Your Body Makes Ammonia Constantly
Ammonia production happens in every tissue in your body as a byproduct of breaking down proteins and other nitrogen-containing compounds. When your cells metabolize amino acids (the building blocks of protein), they strip off nitrogen-containing groups in a process called deamination. The amino acid is first converted into a molecule called glutamate, which then releases free ammonia.
This is a problem, because ammonia is a potent neurotoxin. Even modest elevations can cause brain swelling, seizures, and altered consciousness. Normal blood ammonia levels in adults fall between 10 and 80 micrograms per deciliter. Your liver handles the cleanup: it captures circulating ammonia and converts it into urea through a series of reactions called the urea cycle. Urea is far less toxic and dissolves easily in water, so your kidneys filter it out and you excrete it in urine. When the liver is severely damaged, as in advanced cirrhosis, it loses the ability to clear ammonia efficiently, and dangerous levels can build up in the blood.
Decomposing Organic Matter
The sharp smell near a compost pile, a feedlot, or a cat’s litter box is ammonia being released from decomposing organic material. Enzymes produced by soil bacteria and fungi break down nitrogen-rich compounds in waste. Urease, one of the key enzymes involved, splits urea (found in animal urine) into carbon dioxide and ammonium, which readily converts to ammonia gas. Proteases break down proteins into amino acids, and those amino acids are further broken down to release even more ammonia.

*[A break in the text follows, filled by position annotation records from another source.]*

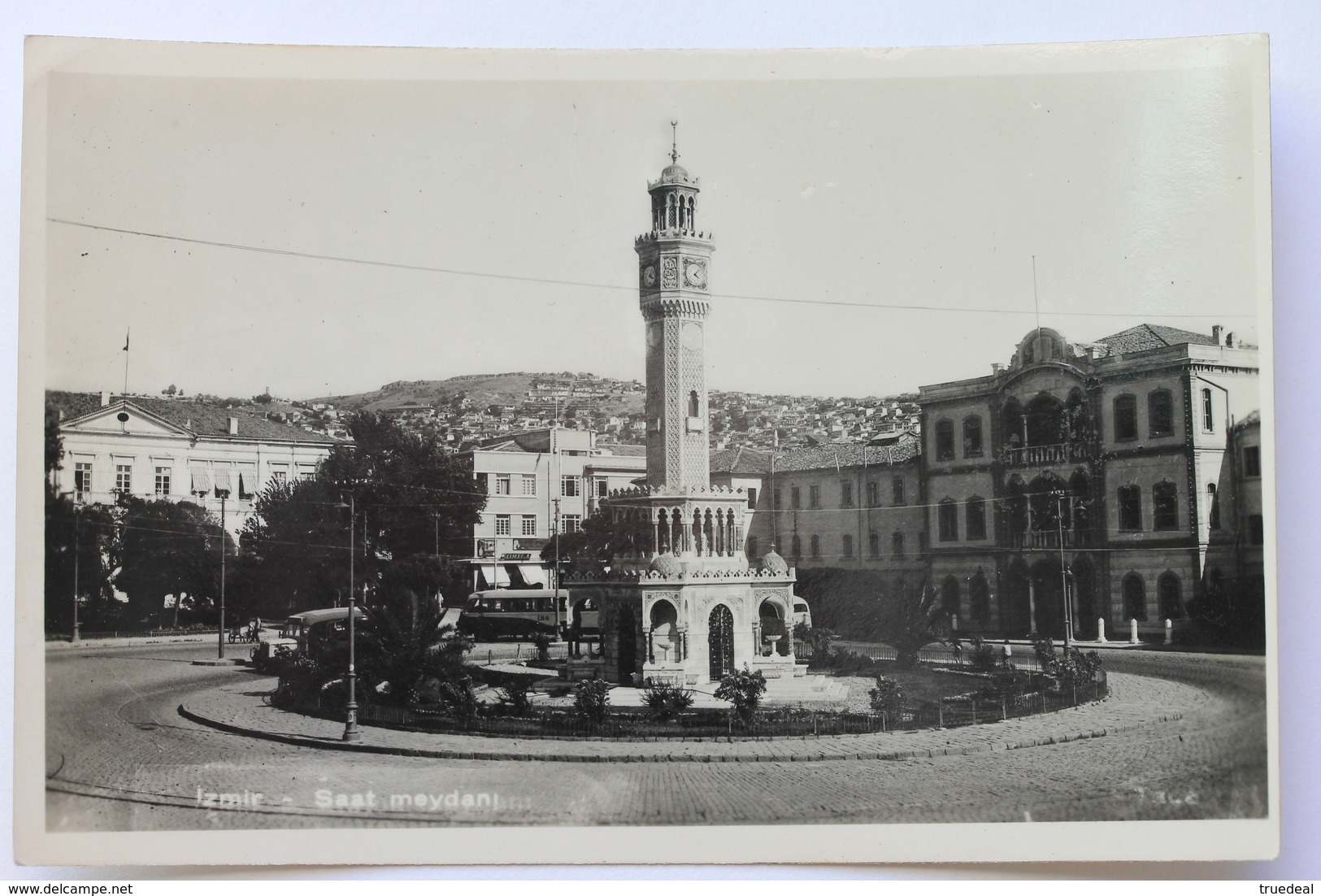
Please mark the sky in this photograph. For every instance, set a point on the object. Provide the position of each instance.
(881, 221)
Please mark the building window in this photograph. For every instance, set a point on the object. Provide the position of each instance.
(1251, 462)
(1257, 528)
(945, 441)
(1135, 596)
(1160, 414)
(976, 520)
(1164, 507)
(1131, 509)
(1126, 418)
(947, 515)
(972, 437)
(1168, 596)
(82, 480)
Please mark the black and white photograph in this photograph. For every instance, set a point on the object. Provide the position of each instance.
(646, 456)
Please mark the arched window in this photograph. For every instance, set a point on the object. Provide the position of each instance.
(1126, 418)
(950, 596)
(945, 441)
(1135, 598)
(976, 513)
(1131, 509)
(1164, 507)
(972, 437)
(947, 515)
(979, 598)
(1169, 596)
(1160, 414)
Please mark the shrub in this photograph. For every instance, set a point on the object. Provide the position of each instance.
(666, 701)
(744, 690)
(592, 701)
(983, 655)
(887, 697)
(517, 695)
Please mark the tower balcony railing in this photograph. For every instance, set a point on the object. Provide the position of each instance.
(1049, 538)
(1067, 452)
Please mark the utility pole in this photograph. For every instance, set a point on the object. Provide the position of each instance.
(77, 515)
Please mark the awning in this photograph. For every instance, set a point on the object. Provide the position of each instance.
(224, 477)
(201, 479)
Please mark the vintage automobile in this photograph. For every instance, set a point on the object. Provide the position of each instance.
(319, 633)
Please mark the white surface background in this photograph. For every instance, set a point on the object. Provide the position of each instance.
(1293, 28)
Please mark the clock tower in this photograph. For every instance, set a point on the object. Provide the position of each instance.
(674, 261)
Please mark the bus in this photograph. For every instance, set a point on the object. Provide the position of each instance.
(514, 612)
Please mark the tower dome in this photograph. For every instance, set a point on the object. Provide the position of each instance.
(667, 566)
(775, 563)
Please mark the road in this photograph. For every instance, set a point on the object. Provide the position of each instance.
(119, 758)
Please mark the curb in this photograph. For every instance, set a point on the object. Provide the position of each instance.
(898, 755)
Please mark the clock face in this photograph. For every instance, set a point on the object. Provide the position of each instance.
(691, 336)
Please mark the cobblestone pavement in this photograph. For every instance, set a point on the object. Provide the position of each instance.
(119, 758)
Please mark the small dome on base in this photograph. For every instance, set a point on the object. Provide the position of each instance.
(666, 564)
(775, 563)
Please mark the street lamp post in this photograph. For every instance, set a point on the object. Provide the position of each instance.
(1063, 570)
(350, 711)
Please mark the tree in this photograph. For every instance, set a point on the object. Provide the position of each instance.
(915, 619)
(167, 547)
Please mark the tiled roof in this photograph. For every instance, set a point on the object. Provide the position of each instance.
(197, 416)
(752, 462)
(1152, 336)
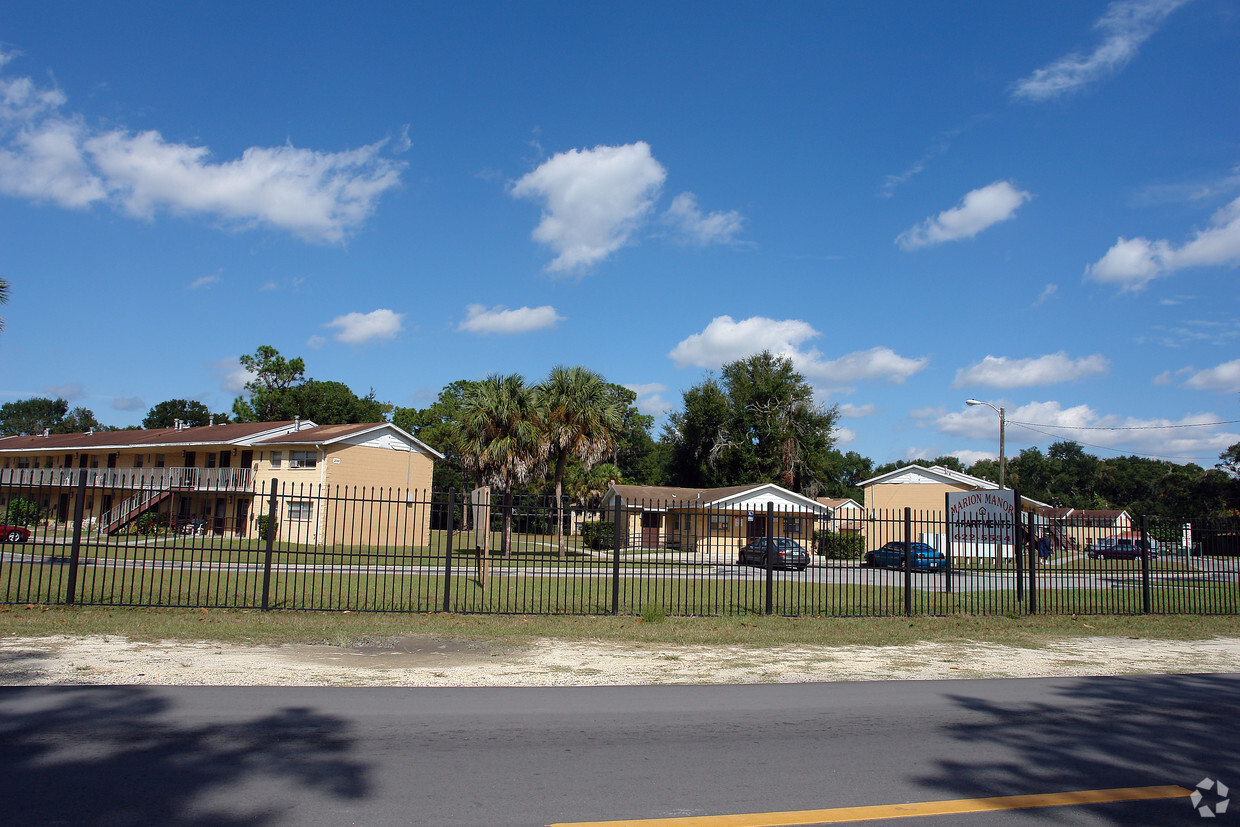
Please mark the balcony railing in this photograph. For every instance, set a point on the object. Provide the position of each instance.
(230, 479)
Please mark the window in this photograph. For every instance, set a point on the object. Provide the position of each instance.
(299, 511)
(301, 459)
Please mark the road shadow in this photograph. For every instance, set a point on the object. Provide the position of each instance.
(119, 755)
(1095, 733)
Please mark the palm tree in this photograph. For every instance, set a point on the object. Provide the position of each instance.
(580, 420)
(500, 438)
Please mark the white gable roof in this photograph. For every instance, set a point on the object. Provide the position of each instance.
(940, 475)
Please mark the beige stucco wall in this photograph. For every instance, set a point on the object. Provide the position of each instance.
(691, 530)
(370, 496)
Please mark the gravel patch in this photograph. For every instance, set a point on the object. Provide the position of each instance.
(443, 662)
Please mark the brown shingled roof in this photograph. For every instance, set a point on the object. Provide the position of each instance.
(321, 434)
(221, 434)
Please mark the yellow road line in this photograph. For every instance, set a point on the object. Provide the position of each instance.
(842, 815)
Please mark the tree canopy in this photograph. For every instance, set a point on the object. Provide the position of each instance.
(279, 392)
(190, 412)
(34, 415)
(757, 423)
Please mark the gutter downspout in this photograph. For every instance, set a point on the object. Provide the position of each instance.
(323, 481)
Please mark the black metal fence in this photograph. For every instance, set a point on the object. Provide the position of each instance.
(313, 548)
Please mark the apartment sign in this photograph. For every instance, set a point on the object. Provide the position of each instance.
(982, 516)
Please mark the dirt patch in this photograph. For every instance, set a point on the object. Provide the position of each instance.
(434, 661)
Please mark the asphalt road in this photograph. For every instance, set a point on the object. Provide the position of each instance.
(212, 755)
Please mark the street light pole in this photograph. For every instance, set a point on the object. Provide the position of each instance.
(1002, 414)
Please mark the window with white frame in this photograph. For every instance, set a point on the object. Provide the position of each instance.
(300, 510)
(301, 459)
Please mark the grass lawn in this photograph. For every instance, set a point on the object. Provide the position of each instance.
(252, 626)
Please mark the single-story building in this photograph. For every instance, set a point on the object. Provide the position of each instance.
(1075, 528)
(847, 516)
(222, 474)
(924, 490)
(716, 521)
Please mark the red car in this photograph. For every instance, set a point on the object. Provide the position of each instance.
(14, 533)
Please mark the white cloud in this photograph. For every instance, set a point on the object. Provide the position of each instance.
(358, 327)
(1002, 372)
(1125, 26)
(593, 201)
(969, 458)
(850, 411)
(1047, 293)
(1132, 263)
(1224, 378)
(501, 320)
(1188, 438)
(726, 340)
(205, 282)
(702, 229)
(68, 392)
(977, 210)
(46, 155)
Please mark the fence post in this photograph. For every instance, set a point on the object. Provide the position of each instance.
(269, 544)
(946, 528)
(908, 561)
(76, 548)
(1145, 566)
(448, 549)
(616, 527)
(1033, 568)
(1018, 548)
(770, 552)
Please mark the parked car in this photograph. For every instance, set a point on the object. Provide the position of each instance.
(789, 553)
(1119, 548)
(925, 557)
(14, 533)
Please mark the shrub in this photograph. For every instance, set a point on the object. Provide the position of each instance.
(838, 547)
(598, 533)
(146, 523)
(22, 512)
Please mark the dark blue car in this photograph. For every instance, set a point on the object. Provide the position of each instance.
(789, 554)
(925, 557)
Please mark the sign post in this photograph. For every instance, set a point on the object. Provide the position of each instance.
(983, 517)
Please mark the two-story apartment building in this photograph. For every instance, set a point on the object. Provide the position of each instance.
(217, 476)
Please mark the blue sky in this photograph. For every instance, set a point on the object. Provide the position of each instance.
(1031, 203)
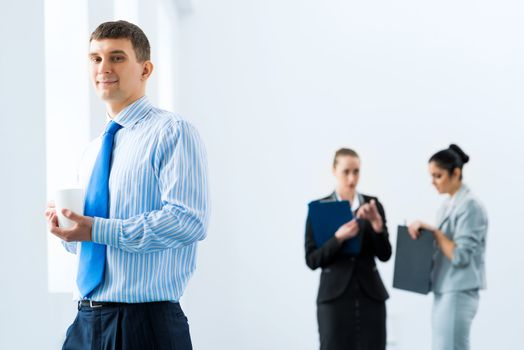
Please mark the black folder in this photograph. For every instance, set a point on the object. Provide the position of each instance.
(413, 261)
(326, 218)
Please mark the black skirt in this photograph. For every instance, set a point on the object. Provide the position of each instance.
(353, 321)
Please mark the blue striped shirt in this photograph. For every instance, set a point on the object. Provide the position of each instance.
(158, 206)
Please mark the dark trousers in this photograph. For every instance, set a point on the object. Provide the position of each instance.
(353, 321)
(151, 326)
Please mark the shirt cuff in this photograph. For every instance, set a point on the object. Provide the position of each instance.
(106, 231)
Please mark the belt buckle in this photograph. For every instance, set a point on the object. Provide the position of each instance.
(92, 306)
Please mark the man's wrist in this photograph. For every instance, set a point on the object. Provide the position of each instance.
(106, 231)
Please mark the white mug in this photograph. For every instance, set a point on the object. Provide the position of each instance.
(69, 198)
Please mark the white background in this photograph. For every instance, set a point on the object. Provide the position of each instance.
(275, 87)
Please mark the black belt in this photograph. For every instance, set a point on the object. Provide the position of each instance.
(90, 304)
(96, 304)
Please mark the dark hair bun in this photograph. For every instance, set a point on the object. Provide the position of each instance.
(463, 156)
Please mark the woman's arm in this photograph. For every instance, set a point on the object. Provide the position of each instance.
(375, 214)
(324, 255)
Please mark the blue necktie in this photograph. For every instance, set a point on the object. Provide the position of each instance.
(93, 255)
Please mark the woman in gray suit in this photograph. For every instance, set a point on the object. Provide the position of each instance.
(458, 264)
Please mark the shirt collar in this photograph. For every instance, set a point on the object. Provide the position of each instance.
(133, 113)
(356, 201)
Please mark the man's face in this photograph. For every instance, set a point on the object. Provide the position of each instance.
(116, 74)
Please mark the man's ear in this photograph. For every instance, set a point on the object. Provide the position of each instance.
(147, 69)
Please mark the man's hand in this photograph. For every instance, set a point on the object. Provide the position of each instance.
(369, 211)
(347, 231)
(81, 231)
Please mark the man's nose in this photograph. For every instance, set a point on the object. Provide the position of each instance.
(104, 67)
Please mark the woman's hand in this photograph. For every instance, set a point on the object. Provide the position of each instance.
(347, 231)
(369, 211)
(415, 227)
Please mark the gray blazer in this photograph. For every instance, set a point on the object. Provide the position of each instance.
(466, 223)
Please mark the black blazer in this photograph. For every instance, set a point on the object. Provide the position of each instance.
(339, 268)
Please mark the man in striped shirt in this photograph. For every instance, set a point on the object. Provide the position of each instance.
(158, 207)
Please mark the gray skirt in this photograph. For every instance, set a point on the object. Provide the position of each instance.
(452, 317)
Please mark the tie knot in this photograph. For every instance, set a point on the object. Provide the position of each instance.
(113, 127)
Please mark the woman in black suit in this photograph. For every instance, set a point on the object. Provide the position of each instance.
(351, 308)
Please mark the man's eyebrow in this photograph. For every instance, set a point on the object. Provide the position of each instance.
(121, 52)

This natural recycling process is an essential part of the nitrogen cycle. The ammonia released into soil can be taken up by plants directly or converted by other bacteria into nitrates, another form of nitrogen that plants absorb through their roots. On the downside, large-scale livestock operations and composting facilities can release enough ammonia gas to become an air quality and environmental concern.
Lightning Strikes
Lightning creates ammonia in small but meaningful quantities. The energy in a lightning bolt (electrons carrying 1 to 10 electron-volts of kinetic energy per particle) is enough to break apart the stable nitrogen and oxygen molecules in the atmosphere. Along the plasma channel of a lightning strike, these shattered molecules form highly reactive fragments called radicals. When nitrogen radicals meet hydrogen from water vapor at the air-water interface, they combine through intermediate steps to form ammonia, which dissolves into rainwater as ammonium.
Before biological nitrogen fixation evolved, lightning may have been one of the primary ways nitrogen was converted into a form usable by early life on Earth. Today, lightning-produced nitrogen compounds are a minor contributor compared to biological and industrial sources, but the process remains an active part of the global nitrogen cycle.
Green Ammonia Production
Because traditional ammonia manufacturing relies on natural gas and extreme conditions, researchers are developing ways to make ammonia using renewable energy instead. The most promising approach uses electricity from solar, wind, or hydropower to split water into hydrogen and oxygen through electrolysis, then combines that hydrogen with nitrogen separated from the air. If the entire process runs on renewable electricity, the resulting “green ammonia” has essentially no carbon footprint.
A more ambitious route skips the hydrogen step entirely. Electrochemical nitrogen reduction uses electricity to directly convert nitrogen gas and water into ammonia at or near room temperature. This mimics, in a sense, what nitrogenase does in bacteria. The technology is still in early stages and currently produces ammonia at rates far below what industry needs, but it represents a fundamentally different way of making the same molecule: mild conditions, no fossil fuels, and a much smaller environmental impact.